With potentially vulnerable IoT devices attached to the 5G infrastructure, along with important data flowing continuously between these devices, both private and public sectors must team up to prioritize security measures, says Dick Bussiere, Technical Director, APAC, Tenable in an interview with CIO AXIS.
CIO AXIS: Why does 5G require new approaches to cybersecurity that emphasizes greater collaboration between private and public sectors?
Dick Bussiere: The increased speed and increased device density that 5G offers changes the playing field and brings boundless opportunities for greater and more interconnectivity between intelligent devices. It also increases the value of the network to society in general as the criticality of a network is proportional to the number of devices attached to it. With potentially vulnerable IoT devices attached to the 5G infrastructure, along with important data flowing continuously between these devices, both private and public sectors must team up to prioritize security measures. When both parties actively form strong partnerships, they can stay on top of securing the most critical assets.
CIO AXIS: 5G devices will become more interconnected. Smart TVs, door locks, refrigerators, speakers, and even minor devices like digital thermometers can become network weaknesses. What are the consequences of cyber attacks on intelligent devices?
Dick Bussiere: History has shown us time and time again that every widely adopted connectivity technology will be seen as an opportunity by threat actors. As more intelligent devices connect to a network, everyone one of those devices serves as a threat actor.
Attacks against IoT devices are widely documented. The Mirai botnet, which impacted internet-connected cameras, quickly comes to mind.The common denominator of these attacks is insecure code, insecure device configuration, or insecure communication channels and infrastructure housing the data.
CIO AXIS: What steps can organisations take to insert cyber resilience into the 5G development and operations lifecycle?
Dick Bussiere: To fully embrace the benefits of 5G, holistic security policies that can protect IT and OT environments need to be embedded throughout the development lifecycle. Collaboration within the industry can help manage risks effectively. 5G security policies must include sharing of threat intelligence, security methodologies and interoperability within sectors.
CIO AXIS: Earlier cellular technologies had fewer directly attached intelligent devices, which made it easier to do security checks and upkeep. 5G’s dynamic software-based systems have far more network intersections. What are the implications on network security and how can organisations protect themselves from it?

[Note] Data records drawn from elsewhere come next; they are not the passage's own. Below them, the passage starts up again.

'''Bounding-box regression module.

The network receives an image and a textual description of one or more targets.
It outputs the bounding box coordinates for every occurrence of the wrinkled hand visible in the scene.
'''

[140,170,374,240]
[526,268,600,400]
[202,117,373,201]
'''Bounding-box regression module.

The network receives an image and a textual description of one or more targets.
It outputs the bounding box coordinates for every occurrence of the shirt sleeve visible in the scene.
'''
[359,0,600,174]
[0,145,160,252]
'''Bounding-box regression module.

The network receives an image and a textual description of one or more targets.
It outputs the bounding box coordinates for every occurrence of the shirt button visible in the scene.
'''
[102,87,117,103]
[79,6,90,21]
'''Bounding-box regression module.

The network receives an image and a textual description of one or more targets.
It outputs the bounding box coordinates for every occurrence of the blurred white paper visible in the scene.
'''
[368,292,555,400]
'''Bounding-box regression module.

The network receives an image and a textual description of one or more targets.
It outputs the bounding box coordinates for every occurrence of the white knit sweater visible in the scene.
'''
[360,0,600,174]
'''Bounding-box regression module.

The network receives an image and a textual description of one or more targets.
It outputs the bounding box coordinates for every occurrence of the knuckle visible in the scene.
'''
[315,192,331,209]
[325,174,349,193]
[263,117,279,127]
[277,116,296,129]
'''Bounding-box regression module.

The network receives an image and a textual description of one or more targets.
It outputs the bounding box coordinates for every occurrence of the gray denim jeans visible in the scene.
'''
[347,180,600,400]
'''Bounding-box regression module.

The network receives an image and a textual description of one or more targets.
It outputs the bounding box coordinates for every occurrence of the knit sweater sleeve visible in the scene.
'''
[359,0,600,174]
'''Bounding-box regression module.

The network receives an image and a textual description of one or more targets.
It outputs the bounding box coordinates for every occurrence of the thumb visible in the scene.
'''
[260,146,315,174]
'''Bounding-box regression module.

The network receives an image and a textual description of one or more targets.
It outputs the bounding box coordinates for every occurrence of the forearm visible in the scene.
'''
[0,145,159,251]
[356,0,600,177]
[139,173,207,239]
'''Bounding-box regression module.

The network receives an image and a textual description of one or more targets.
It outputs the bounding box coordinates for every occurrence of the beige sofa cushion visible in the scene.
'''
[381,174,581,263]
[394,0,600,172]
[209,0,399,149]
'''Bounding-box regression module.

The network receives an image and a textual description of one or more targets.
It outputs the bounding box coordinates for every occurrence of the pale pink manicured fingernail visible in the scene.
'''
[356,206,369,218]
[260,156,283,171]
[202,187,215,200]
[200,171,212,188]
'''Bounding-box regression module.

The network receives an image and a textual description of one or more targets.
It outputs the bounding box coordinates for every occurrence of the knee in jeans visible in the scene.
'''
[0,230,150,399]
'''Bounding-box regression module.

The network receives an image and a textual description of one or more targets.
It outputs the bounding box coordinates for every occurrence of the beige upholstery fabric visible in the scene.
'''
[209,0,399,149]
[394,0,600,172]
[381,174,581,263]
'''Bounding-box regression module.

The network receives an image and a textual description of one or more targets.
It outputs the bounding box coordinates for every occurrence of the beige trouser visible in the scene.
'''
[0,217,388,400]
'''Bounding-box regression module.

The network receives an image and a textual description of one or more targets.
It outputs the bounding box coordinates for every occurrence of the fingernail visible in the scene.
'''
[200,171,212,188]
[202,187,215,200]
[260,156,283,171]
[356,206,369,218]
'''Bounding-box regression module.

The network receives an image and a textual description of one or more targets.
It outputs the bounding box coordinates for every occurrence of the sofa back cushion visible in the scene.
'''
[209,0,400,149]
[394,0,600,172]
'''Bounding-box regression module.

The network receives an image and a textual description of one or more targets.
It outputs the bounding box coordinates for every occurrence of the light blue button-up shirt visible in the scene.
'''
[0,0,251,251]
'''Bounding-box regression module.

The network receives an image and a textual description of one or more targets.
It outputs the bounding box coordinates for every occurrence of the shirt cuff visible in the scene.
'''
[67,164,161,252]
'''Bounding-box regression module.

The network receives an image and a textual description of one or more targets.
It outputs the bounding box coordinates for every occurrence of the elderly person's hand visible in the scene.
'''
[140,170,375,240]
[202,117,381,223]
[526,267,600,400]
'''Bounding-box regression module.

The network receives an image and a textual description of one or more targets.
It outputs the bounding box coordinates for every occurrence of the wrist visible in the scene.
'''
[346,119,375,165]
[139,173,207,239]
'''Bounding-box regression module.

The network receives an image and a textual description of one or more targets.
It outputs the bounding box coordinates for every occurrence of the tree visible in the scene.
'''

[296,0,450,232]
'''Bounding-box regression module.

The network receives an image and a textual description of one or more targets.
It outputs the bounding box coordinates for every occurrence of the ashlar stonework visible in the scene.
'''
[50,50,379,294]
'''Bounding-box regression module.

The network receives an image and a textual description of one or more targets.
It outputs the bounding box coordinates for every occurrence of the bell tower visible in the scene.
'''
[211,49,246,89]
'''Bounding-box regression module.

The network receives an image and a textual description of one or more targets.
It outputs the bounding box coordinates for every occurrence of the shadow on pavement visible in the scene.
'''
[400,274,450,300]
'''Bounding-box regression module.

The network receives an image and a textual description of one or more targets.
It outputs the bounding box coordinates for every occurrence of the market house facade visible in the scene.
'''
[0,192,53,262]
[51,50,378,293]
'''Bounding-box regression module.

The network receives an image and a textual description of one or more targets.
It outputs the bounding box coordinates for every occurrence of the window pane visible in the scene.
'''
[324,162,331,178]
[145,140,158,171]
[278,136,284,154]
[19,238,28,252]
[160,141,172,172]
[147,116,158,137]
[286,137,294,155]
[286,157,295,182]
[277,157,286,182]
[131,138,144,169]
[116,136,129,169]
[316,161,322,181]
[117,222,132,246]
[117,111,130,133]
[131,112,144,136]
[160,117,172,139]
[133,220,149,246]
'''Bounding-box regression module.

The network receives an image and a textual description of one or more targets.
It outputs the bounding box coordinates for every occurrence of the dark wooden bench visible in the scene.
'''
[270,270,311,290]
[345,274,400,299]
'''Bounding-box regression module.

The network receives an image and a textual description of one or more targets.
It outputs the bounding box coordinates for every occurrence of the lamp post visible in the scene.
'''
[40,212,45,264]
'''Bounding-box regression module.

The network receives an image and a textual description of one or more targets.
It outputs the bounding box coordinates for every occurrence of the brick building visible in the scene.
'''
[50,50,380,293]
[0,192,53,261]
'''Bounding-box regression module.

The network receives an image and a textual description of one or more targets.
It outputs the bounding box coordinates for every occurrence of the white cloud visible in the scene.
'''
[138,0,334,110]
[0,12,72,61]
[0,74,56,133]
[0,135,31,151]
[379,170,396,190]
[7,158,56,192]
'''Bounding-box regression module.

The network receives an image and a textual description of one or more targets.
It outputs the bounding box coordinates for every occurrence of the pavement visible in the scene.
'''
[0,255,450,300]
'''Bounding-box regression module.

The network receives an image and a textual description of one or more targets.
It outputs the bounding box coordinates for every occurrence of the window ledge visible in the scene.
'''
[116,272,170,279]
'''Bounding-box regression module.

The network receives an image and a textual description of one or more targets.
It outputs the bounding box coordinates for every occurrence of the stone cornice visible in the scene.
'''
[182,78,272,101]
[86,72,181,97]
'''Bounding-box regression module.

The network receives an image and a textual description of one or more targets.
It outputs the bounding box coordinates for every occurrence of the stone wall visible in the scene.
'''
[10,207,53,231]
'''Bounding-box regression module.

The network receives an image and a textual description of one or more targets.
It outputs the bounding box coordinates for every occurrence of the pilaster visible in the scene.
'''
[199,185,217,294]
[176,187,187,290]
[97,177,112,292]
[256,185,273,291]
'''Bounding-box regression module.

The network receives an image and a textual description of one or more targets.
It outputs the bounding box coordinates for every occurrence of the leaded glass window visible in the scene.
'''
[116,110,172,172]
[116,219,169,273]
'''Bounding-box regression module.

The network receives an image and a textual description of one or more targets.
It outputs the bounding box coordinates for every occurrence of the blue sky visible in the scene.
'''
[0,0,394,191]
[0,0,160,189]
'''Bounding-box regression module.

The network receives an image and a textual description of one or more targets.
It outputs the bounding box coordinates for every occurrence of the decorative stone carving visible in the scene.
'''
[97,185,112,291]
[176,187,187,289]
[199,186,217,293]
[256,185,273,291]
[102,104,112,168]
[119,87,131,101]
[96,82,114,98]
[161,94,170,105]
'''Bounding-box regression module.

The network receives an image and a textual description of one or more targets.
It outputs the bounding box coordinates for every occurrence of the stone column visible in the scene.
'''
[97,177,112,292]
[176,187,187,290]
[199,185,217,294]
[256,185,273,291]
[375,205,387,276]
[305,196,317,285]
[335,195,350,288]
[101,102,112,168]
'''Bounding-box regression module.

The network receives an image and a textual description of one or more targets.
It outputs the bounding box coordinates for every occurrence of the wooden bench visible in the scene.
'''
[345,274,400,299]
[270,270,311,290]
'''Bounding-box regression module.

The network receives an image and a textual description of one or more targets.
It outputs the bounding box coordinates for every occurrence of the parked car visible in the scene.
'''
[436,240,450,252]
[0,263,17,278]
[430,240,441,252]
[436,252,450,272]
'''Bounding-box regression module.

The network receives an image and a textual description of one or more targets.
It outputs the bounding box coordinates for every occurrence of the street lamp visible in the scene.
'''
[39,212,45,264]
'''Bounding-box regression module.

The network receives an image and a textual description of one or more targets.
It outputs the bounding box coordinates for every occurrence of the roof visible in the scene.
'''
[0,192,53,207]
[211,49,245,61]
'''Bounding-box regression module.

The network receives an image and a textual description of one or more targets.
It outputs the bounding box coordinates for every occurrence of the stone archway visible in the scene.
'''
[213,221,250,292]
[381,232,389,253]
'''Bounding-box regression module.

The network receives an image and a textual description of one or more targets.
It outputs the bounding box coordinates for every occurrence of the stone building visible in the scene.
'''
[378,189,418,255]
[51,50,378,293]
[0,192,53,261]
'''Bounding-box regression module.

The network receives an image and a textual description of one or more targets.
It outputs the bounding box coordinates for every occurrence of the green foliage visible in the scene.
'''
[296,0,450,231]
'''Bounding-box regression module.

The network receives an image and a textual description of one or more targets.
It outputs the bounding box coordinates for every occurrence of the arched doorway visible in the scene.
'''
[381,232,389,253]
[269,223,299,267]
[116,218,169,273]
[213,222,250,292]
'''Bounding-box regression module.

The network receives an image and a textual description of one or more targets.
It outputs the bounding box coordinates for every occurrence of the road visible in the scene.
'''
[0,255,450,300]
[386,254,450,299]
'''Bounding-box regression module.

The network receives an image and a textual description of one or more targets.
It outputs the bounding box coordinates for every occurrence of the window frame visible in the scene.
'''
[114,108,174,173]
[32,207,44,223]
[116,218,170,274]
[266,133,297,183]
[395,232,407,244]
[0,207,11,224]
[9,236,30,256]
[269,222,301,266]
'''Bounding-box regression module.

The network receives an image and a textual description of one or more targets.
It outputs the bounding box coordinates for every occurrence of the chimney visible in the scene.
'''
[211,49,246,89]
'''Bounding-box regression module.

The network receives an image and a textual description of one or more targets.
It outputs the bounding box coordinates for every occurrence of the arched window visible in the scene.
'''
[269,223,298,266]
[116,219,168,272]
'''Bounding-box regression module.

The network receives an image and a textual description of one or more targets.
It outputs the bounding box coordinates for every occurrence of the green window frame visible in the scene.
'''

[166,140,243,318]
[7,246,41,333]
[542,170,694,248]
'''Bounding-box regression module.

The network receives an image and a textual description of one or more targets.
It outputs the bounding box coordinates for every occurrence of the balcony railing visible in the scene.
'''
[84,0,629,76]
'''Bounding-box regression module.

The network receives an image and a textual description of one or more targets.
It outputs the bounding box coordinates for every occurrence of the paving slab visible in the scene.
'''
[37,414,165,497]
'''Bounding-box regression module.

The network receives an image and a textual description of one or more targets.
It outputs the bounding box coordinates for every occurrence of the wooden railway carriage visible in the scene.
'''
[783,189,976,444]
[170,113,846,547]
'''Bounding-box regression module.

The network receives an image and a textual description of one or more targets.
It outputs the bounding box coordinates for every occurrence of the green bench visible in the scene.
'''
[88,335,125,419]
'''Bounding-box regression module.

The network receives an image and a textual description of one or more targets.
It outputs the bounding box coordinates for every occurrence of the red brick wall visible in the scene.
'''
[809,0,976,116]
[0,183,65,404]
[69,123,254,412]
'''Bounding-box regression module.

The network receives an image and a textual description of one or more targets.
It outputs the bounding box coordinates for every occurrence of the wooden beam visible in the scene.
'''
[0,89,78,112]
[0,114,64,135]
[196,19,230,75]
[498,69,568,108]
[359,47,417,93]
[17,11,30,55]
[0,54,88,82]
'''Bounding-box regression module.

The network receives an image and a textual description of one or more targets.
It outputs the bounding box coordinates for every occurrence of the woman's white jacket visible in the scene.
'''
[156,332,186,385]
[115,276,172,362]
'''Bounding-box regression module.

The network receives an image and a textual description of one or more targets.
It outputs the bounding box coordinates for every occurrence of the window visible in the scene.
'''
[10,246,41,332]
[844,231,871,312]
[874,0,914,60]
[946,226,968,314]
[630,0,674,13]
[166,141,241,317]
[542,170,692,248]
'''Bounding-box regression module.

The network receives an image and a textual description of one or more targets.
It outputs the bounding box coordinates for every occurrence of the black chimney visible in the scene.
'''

Dick Bussiere: Smart environments with multiple access points broaden the available threat surface. Significantly, it is important to understand that most IoT devices attached to a 5G infrastructure (or any other Cellular network) are effectively directly attached to the Internet. So they need to protect themselves, and poorly implemented devices cannot. Such devices can form a direct path from the internet into an organisation’s private networks. Bad actors can then use these devices to pivot to the IT environment, thence on to penetrate the OT environment or vice versa across the network.
Many organisations lack basic visibility of their IT and OT infrastructures and do not take basic cyber hygiene countermeasures. This allows a multitude of bad actors to exploit vulnerabilities undetected. The biggest challenge facing the security teams tasked with managing this complex, sensitive and expanded attack surface is visibility. We cannot rely on costly, error-prone manual network inventories that are out of date soon after they are collected. Instead, automated solutions are needed to inventory and baseline converged IT/IOT//OT systems. These systems will facilitate a unified, risk-based view detailing what is exposed, where and to what extent across combined IT and OT environments.
CIO AXIS: 5G will soon be adopted by all sectors including manufacturing. The costs of developing and implementing security technology often do not motivate all manufacturers of intelligent devices to focus on cybersecurity. This is especially true for low-end products. Why should manufacturers create and follow robust cybersecurity policies to protect IT and OT environments?
Dick Bussiere: Many connected devices are shipped with existing vulnerabilities within pre-installed apps and firmware, which puts users at great risk. What’s worse, in some cases, devices can’t be auto-updated which puts the onus of patching vulnerable devices on the end-user. Putting the onus on end-users to resolve these flaws presents critical security gaps and leaves home and enterprise networks exposed. In other words, when it comes to IoT, an end-user can’t be expected to be the system administrator of their own teapots. Manufacturers of IoT devices, therefore, have an opportunity and an obligation to ensure that effective security is baked into the overall design from the start and not bolted on as an afterthought.
Organisations using these devices may choose to not trust them and use them in an isolated manner.